No nos llamemos a engaño: muchos ven en la Iglesia, por lo menos en la Iglesia alemana, una máquina todavía bien engrasada por el dinero del impuesto religioso y que funciona sin contratiempos como una burocracia a gran escala, pero que, en buena parte, carece de alma porque se le ha ido el espíritu. Ese espíritu parece que hoy en día se ha posado en muchos casos fuera (o debajo) de la institución eclesiástica, en toda una red de los más diversos grupos: desde tertulias bíblicas, grupos juveniles y círculos de meditación, pasando por asociaciones pacifistas y ecológicas, hasta comunidades que se inspiran en la India o en el Lejano Oriente. Y hasta muchos que se mantienen fieles a su Iglesia se han apartado hace tiempo del curso oficial de la jerarquía en cuestiones de importancia capital. Según la encuesta «¿Crisis de confianza en la Iglesia?», realizada en 1989 por encargo de la Conferencia Episcopal Alemana, sólo se declaran a favor de la infalibilidad del papa un 16% de los católicos alemanes, sólo un 23% rechazan todo tipo de aborto, y contra el empleo de anticonceptivos se declaran sólo un 8%; el 70% harían caso omiso de las decisiones del papa
[48]
.
Y cuantas más personas pasan por la experiencia de que la jerarquía católica actual, cerrando los ojos a la realidad, gobierna prescindiendo de ellas, que se les imponen obispos que no son pastores de almas sino administradores adictos a Roma, que en cuestiones de moral sexual se les amordaza la conciencia y que las mujeres siguen discriminadas, tanto más se les plantea a las cristianas y a los cristianos católicos la pregunta a la que muchos protestantes ya hace tiempo que han respondido negativamente: «¿Por qué permanecer en la Iglesia? ¿Por qué no salirse de ella, como han hecho tantos otros? ¿No se puede también ser cristiano sin tener una Iglesia? ¿No es posible seguir a Jesús sin ligarse a una institución y sin contribuir uno mismo, mediante la ayuda que se le presta, al desastre actual? ¿No es esa separación oficial un acto de honradez, de valor, de protesta, o simplemente de necesidad y de hastío?».

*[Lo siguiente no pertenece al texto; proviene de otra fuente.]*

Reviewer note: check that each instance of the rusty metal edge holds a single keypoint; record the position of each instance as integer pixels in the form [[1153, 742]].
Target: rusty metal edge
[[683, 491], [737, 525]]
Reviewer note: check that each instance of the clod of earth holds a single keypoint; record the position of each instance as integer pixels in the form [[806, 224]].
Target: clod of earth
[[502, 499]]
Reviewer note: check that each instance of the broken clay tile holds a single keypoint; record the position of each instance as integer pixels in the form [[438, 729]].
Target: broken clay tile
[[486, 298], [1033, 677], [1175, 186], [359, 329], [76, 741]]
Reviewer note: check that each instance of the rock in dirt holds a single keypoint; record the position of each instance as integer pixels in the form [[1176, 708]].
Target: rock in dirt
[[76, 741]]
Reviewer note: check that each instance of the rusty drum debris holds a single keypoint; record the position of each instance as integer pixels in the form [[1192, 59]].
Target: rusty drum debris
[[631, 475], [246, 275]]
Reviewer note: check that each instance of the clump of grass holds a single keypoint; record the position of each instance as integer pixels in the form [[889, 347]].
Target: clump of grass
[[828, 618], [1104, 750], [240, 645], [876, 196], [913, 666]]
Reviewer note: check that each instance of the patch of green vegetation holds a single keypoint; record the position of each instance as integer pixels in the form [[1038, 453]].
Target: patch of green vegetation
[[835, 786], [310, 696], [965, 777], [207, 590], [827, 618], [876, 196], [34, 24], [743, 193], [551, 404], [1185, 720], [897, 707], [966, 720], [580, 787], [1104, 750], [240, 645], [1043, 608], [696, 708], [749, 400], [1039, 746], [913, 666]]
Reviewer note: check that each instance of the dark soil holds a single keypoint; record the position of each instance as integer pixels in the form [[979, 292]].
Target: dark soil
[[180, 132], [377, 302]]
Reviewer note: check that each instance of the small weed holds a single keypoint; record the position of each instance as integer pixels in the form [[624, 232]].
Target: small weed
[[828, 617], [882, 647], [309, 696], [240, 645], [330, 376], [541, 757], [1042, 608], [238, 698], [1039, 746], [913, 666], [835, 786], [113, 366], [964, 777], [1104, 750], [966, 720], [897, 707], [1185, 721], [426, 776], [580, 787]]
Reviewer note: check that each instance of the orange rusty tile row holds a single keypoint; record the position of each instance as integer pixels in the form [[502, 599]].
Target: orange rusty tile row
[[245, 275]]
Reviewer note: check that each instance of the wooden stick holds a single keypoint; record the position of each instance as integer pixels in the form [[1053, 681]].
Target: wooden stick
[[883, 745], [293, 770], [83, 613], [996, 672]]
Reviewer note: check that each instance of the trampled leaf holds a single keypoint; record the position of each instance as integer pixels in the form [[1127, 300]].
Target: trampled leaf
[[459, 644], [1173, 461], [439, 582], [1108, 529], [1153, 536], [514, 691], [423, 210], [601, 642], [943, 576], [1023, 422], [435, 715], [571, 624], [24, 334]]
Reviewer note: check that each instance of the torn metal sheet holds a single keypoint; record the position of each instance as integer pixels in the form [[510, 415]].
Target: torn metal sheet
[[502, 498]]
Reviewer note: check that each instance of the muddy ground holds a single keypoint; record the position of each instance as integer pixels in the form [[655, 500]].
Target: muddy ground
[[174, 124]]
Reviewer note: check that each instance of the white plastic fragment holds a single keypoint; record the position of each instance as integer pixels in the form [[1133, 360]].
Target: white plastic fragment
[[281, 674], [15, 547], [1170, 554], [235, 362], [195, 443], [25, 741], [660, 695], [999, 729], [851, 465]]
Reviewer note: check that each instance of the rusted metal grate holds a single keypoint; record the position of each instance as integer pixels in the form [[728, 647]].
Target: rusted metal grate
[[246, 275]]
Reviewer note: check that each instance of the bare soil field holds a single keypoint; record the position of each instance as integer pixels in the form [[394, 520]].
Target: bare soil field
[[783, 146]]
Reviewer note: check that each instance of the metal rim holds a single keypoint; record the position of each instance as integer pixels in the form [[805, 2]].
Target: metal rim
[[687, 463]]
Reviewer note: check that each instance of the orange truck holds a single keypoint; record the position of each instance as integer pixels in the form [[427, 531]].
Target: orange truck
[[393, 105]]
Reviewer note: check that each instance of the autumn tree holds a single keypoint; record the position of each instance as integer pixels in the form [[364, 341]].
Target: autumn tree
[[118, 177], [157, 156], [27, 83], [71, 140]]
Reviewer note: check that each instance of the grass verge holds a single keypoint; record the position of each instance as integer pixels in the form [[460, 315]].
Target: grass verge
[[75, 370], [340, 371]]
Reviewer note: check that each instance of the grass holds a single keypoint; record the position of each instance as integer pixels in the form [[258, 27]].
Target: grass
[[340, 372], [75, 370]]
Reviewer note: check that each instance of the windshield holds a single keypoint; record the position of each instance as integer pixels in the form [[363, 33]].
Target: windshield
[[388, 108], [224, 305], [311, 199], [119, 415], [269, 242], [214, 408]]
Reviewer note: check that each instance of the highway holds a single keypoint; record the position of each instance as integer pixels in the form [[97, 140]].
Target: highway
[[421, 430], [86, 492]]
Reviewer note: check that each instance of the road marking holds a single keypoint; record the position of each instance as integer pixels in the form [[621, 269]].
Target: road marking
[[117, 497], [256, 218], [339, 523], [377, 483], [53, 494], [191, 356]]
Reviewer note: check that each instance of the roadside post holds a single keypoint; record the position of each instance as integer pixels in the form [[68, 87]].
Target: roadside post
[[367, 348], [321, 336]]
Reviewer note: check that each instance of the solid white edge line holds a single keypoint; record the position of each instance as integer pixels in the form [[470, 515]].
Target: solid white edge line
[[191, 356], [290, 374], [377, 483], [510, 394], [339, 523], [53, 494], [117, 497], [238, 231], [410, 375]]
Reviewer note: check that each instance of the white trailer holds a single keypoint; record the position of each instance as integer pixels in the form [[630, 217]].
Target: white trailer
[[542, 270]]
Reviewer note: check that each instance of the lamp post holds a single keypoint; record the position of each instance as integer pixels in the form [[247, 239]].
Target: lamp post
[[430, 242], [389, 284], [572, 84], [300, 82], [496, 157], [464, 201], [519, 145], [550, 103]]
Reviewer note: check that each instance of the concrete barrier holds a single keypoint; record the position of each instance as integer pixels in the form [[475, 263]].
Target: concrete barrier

Sólo repito aquí brevemente la respuesta que he dado infinidad de veces a esa pregunta: aun comprendiendo perfectamente los motivos que pueda tener personalmente cada individuo para abandonar la Iglesia y el ministerio eclesiástico y para dedicarse a otras tareas, yo, por mi parte, nunca he podido hacer eso. Siempre he tratado de aceptar la comunidad de los fieles, pese a todas las debilidades y pese a todos los fallos. Siempre he tenido la sensación de que el abandono del barco de la comunidad eclesiástica —para muchos un acto de honradez y de protesta— para mí sería un acto de cobardía y una capitulación. Habiendo estado en él en mejores tiempos, ¿voy a abandonar el barco en plena tormenta y dejarles a los otros, a aquellos con quienes navegué hasta ahora, la tarea de aguantar el temporal, de sacar el agua y, quizás, de luchar por la supervivencia espiritual? No, a pesar de los pesares. Ha sido mucho lo que se me ha dado en la comunidad de fieles en la que he crecido y vivido, como para que pueda dejarla sin más. Ha sido mucho lo que yo he luchado por el cambio y la renovación como para permitirme defraudar a quienes han luchado a mi lado. No quiero dar esa alegría a los adversarios de la renovación, ni ese disgusto a los amigos. Yo no defiendo un cristianismo elitista que pretende ser mejor que la mayoría, ni tampoco utopías eclesiásticas que aspiran a formar una comunidad ideal de personas animadas por unos mismos y puros principios. Pese a todas las dolorosas experiencias que he sufrido en mi Iglesia, creo que vale la pena la lealtad crítica, que tiene su sentido oponer resistencia, que hay posibilidad de renovación y que no se puede excluir el que en la historia de la Iglesia se dé otro cambio positivo. Pero esto presupone que se sepa lo que es Iglesia. Y por eso pasamos a la pregunta siguiente:
De «Iglesia» sólo se puede hablar hoy adecuadamente si se deja claro, ya de entrada, que de ninguna manera hay que equiparar Iglesia con «jerarquía». Pues jerarquía significa «dominación sagrada». Precisamente eso es lo que no debía haber en la Iglesia, razón por la cual esa palabra tampoco aparece en el Nuevo Testamento. En el Nuevo Testamento lo que aparece sistemáticamente es otra palabra: «
diaconía
». Y «diaconía» significa «servicio». Dicho de otra manera: en todas partes se ejerce poder, en la Iglesia también, en principio no habla nada en contra de ello. Lo único es que cuando el poder se ejerce en nombre de Jesús, nunca ha de ser con intención de dominar, sino de servir. Los hombres de hoy tienen gran sensibilidad para esto y notan al punto si su párroco, su obispo o su papa quieren servir o (aunque sea «en nombre de Dios») dominar: con el fin de conservar o incluso de acrecentar el poder. Y por suerte no son pocos los pastores de almas, a todos los niveles, que merecen credibilidad como servidores de sus fieles.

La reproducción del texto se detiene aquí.